Abrogé sous la pression internationale, le régime actuel sur la propriété intellectuelle bénéficie d’une période transitoire jusqu’en 2021. Le temps pour les ministères des Finances et de l’Économie de mettre en place un nouveau texte, conforme aux nouveaux standards internationaux. (Illustration: Maison Moderne)

Abrogé sous la pression internationale, le régime actuel sur la propriété intellectuelle bénéficie d’une période transitoire jusqu’en 2021. Le temps pour les ministères des Finances et de l’Économie de mettre en place un nouveau texte, conforme aux nouveaux standards internationaux. (Illustration: Maison Moderne)

À compter du 1er juillet, la générosité offerte par l’article 50bis de la loi de l’impôt sur le revenu n’est plus. Sous la pression internationale, le Luxembourg a donc mis un terme officiel à la déductibilité de 80% sur les revenus des brevets, des noms de domaines, des marques ou des droits d’auteur sur les logiciels. Annoncée fin 2015, la mesure est accompagnée d’une période transitoire qui s’étalera jusqu’au 30 juin 2021. À l’exception cependant des sociétés liées – à savoir les sociétés qui font partie d’un même groupe – qui verront les avantages acquis perdurer jusqu’au 31 décembre prochain.

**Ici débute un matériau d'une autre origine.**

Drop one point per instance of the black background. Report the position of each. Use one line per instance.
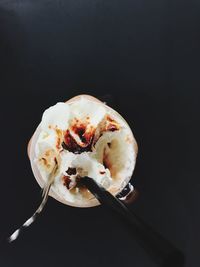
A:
(143, 58)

Mais alors qu’il semblerait logique que l’abrogation d’un régime soit suivie de la mise en place d’un nouveau, le cas de figure ne se présentera pas. Du moins pas encore. «Il existe des contraintes très claires au sein des directives Beps de l’OCDE et du code de conduite de la Commission européenne qui font que le level playing field sera mis en place, mais à l’heure actuelle, nous n’en sommes nulle part pour ce nouveau régime», annonce Katia Manhaeve, présidente de l’Association internationale pour la protection de la propriété industrielle (AIPPI) Luxembourg. «D’autres pays en revanche, comme les Pays-Bas, l’Irlande ou l’Italie, annoncent déjà être en train de préparer une législation.»

Des discussions au sein des ministères des Finances et de l’Économie sont bel et bien en cours, mais la recherche d’un plan B reste d’actualité. La lettre conjointe rédigée par l’AIPPI et la Fédération des conseils en propriété industrielle destinée à exprimer leur «étonnement» a toutefois abouti à l’implication des professionnels du secteur dans les réflexions en cours. Dans une réponse parlementaire publiée en début d’année, Pierre Gramegna (DP), ministre des Finances, indiquait que ses services étaient en phase d’analyse «des différentes formes d’engagements susceptibles de promouvoir la recherche et le développement, afin de dégager quelle pourrait être une forme efficace et, le cas échéant, faisable à court terme, tout en étant conforme aux nouveaux standards internationaux».

Assise extrêmement large de l’ancien régime

Instauré en 2007 afin de placer le pays aux premières places en termes de recherche et développement, l’article 50bis n’a pas connu le succès immédiatement. Et ce malgré son assise relativement large qui incluait notamment les dépôts de marques. «Certains fiscalistes très affûtés s’étaient posé la question de savoir si cette largesse n’était pas un peu limite par rapport aux règles internationales», se souvient Didier Lecomte, managing partner du cabinet Lecomte & Partners. «Mais le texte, bien que très favorable aux entreprises, n’était pas totalement délirant, puisqu’il prévoyait des contraintes, notamment en indiquant qu’il fallait un minimum de substance.»

Le futur régime pourrait introduire un système de certification pour officialiser le caractère innovant de certains actifs.

Katia Manhaeve, présidente de l’AIPPI

C’est pourtant ce seuil minimal, associé à l’agressivité du régime ayant exacerbé la compétition fiscale entre États, qui causera la perte de cet article. Jusqu’au 1er juillet, la législation luxembourgeoise permettait en effet aux sociétés redevables de l’impôt au Grand-Duché de générer des revenus liés aux brevets, sans réel regard sur une présence physique.

La future législation, sous l’influence des critères de l’OCDE, devrait donc renforcer le lien direct entre les activités liées à la propriété intellectuelle et le territoire luxembourgeois. Et supprimer du cadre la notion de dépôt de marque. Bien que plus contraignantes, les nouvelles règles pourraient également représenter des opportunités, à en croire plusieurs spécialistes. «Le futur régime pourrait, par exemple, introduire un système de certification pour officialiser le caractère innovant de certains actifs, aboutir à la mise en place de crédits d’impôt ou renforcer la position du pays en matière de droits d’auteur sur les logiciels», estime Katia Manhaeve, qui juge que «cette question, au-delà de l’impact purement financier, doit s’intégrer dans une stratégie globale qui doit faire du Luxembourg un pays d’innovation».